Bawaslu Sangihe Imbau Pj Bupati Tidak Lakukan Mutasi Pejabat Sebelum Penetapan Calon

BERITA ONLINE LOKAL, SANGIHE – Badan Pengawas Pemilihan Umum (Bawaslu) Kabupaten Kepulauan Sangihe mengimbau kepada Penjabat (Pj) Bupati Kepulauan Sangihe untuk tidak melakukan mutasi pejabat yang ada di lingkup Pemkab Sangihe dalam kurun waktu enam bulan sebelum adanya penetapan pasangan calon.

Diuraikan Ketua Bawaslu Kabupaten Sangihe, Edmon Dolongseda, dalam surat imbauan dengan nomor : 106/PM.00.02/K.SA/4/2024, menjadi salah satu poin dijelaskan bahwa berdasarkan Undang-undang Nomor 6 tahun 2020 pasal 71 ayat 2 dan 4 bahwa Gubernur atau Wakil Gubernur, Bupati atau Wakil Bupati, Wali Kota atau Wakil Wali Kota dilarang Melakukan Penggantian Pejabat 6 Bulan sebelum tanggal penetapan pasangan calon sampai dengan akhir masa jabatan, kecuali mendapat persetujuan tertulis dari Menteri. Dan dalam ayat 4 ketentuan sebagaimana dimaksud pada ayat 1 sampai dengan ayat 3 berlaku juga untuk Pejabat Gubernur atau Pejabat Bupati/Walikota.

”Terkait larangan penggantian atau rotasi pejabat ini, maka kami Bawaslu Sangihe telah melayangkan surat imbauan ke Penjabat Bupati kepulauan Sangihe pada tanggal 2 April 2024. Larangan mutasi ini terhitung sejak tanggal 22 Maret 2024 sampai pada penetapan pasangan calon,” ungkap Dolongseda.

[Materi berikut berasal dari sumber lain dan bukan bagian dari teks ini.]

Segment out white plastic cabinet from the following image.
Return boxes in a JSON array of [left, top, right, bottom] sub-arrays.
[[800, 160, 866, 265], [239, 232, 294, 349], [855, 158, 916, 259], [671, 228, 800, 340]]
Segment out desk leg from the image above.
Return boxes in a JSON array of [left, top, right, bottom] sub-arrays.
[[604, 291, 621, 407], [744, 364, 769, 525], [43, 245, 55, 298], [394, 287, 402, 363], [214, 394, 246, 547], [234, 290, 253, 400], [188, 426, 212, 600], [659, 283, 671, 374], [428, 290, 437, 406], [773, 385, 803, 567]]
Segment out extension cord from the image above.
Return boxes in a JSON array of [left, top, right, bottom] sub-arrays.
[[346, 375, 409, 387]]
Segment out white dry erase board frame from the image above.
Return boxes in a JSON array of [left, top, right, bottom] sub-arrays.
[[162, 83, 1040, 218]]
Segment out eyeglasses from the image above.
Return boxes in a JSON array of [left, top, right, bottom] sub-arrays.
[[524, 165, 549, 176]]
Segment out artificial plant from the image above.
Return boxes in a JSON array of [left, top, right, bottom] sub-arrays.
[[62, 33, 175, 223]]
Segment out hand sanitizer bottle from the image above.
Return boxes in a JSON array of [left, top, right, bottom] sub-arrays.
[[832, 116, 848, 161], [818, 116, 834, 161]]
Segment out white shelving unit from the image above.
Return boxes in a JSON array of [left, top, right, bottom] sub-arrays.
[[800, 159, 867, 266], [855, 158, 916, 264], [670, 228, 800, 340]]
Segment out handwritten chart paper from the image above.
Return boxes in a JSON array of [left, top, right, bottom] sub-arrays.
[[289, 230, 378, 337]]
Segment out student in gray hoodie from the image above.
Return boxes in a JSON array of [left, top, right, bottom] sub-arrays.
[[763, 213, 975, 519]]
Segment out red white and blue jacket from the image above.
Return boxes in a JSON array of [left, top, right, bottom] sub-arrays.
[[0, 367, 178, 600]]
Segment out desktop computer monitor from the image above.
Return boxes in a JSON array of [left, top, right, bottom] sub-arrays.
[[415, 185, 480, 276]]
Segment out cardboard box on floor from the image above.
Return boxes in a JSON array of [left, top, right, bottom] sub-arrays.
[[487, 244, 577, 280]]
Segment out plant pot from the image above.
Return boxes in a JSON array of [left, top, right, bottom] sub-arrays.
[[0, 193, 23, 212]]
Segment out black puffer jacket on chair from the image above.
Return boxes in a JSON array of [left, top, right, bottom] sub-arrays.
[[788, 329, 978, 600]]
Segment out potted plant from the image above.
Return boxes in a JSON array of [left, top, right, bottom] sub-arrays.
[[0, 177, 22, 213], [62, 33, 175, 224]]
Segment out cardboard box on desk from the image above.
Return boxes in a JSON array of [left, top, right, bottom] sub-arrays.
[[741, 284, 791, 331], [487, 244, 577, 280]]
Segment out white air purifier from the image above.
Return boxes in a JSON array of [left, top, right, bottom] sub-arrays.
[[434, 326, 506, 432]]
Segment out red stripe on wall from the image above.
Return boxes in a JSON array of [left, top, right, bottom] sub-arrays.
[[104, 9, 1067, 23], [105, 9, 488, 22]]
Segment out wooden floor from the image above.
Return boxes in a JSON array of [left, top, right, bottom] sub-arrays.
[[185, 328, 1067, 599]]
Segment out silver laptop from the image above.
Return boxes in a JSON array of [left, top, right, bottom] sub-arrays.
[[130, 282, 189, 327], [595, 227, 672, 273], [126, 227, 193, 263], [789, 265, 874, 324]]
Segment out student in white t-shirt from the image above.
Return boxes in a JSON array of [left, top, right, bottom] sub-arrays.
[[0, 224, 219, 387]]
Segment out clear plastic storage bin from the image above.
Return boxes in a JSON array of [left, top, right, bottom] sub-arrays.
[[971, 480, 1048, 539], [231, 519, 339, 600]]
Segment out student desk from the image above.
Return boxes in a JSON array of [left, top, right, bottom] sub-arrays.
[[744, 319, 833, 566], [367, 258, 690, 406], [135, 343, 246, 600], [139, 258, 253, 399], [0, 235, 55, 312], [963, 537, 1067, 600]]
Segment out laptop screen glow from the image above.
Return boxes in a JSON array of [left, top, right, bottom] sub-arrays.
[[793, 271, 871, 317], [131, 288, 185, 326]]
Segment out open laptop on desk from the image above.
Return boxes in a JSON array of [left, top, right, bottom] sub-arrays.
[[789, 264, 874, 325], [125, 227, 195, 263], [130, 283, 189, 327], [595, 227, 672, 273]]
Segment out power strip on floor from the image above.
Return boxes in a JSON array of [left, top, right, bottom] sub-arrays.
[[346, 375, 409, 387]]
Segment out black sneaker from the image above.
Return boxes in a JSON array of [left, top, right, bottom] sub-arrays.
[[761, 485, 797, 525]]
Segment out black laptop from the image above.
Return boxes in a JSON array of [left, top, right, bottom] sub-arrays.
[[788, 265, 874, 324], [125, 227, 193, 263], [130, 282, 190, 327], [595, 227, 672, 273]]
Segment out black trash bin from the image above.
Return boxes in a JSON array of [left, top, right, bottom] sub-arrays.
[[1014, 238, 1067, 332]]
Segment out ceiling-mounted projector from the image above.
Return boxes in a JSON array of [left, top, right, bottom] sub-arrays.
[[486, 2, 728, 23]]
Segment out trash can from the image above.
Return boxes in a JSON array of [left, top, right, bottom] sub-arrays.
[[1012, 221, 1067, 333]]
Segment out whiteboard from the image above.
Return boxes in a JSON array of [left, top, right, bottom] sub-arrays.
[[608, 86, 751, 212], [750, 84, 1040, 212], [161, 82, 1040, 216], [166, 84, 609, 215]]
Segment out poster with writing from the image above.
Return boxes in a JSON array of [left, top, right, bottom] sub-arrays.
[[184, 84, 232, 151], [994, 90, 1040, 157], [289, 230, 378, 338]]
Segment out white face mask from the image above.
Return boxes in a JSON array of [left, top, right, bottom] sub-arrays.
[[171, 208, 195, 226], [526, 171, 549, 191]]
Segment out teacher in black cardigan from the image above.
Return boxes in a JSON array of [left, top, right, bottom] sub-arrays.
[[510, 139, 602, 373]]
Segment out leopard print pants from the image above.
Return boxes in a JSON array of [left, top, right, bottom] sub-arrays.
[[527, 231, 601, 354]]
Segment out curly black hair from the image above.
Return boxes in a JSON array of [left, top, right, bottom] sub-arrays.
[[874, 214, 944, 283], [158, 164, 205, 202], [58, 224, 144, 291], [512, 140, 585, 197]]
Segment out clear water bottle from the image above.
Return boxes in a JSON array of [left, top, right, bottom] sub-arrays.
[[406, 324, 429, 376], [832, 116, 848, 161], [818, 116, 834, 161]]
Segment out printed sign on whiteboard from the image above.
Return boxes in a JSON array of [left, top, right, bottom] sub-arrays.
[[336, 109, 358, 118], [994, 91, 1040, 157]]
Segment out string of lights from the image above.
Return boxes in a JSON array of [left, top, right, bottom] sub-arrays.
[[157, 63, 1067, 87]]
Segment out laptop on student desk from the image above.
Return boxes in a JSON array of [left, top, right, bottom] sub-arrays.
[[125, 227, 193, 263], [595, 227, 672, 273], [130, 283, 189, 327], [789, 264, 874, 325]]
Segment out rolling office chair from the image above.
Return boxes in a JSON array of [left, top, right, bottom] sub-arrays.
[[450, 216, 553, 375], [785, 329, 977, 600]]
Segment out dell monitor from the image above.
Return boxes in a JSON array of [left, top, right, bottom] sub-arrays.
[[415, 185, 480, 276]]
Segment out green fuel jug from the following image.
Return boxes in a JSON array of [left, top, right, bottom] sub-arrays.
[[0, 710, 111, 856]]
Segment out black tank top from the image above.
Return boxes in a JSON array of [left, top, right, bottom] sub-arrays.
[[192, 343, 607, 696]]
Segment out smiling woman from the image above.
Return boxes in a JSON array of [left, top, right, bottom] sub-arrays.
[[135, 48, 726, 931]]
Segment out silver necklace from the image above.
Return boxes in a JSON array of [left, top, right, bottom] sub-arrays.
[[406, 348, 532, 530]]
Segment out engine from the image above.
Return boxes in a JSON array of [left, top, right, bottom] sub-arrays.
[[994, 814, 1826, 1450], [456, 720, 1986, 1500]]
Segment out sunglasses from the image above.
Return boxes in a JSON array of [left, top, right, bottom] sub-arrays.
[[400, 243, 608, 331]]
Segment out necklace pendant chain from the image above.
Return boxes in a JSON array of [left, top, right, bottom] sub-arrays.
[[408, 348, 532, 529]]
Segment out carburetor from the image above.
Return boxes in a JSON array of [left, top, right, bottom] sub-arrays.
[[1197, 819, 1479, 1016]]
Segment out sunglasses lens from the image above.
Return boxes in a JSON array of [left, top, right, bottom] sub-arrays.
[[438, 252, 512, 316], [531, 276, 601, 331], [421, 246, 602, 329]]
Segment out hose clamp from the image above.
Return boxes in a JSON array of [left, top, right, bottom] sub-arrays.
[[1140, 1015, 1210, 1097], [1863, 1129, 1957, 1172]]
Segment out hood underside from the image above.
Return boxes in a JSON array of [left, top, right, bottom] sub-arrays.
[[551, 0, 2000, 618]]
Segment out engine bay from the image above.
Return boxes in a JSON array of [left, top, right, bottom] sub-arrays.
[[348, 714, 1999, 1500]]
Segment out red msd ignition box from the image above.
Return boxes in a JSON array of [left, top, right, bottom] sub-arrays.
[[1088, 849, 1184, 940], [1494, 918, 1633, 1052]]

Dijelaskan Dolongseda, mengenai tahapan dan jadwal penetapan pasangan calon yaitu pada tanggal 22 September 2024, tahapan dan jadwal tersebut berdasar pada Peraturan Komisi Pemilihan Umum (KPU) Nomor 2 Tahun 2024 tentang tahapan dan jadwal Pemilihan Gubernur, Wakil Gubernur, Bupati dan Wakil Bupati, serta Wali Kota dan Wakil Wali Kota Tahun 2024.
“Penetapan pasangan calon Kepala Daerah dilaksanakan pada tanggal 22 September 2024, artinya jika Kepala Daerah atau Pj Bupati melakukan mutasi pejabat setelah 22 Maret 2024, harus mendapat persetujuan tertulis dari Menteri,” tegas dia.

Lanjut dia, mengenai ketentuan pidana Pemilu melakukan penggantian pejabat 6 bulan sebelum tanggal penetapan pasangan calon sampai dengan akhir masa jabatan, maka akan dikenakan sanksi pidana dan denda.

“Sesuai dengan Pasal 190 menjelaskan bahwa pejabat yang melanggar ketentuan Pasal 71 ayat (2) atau Pasal 162 ayat (3) akan dipidana dengan pidana penjara paling singkat satu bulan atau paling lama enam bulan dan/atau denda paling sedikit Rp600.000 atau paling banyak Rp6.000.000,” pungkas Dolongseda.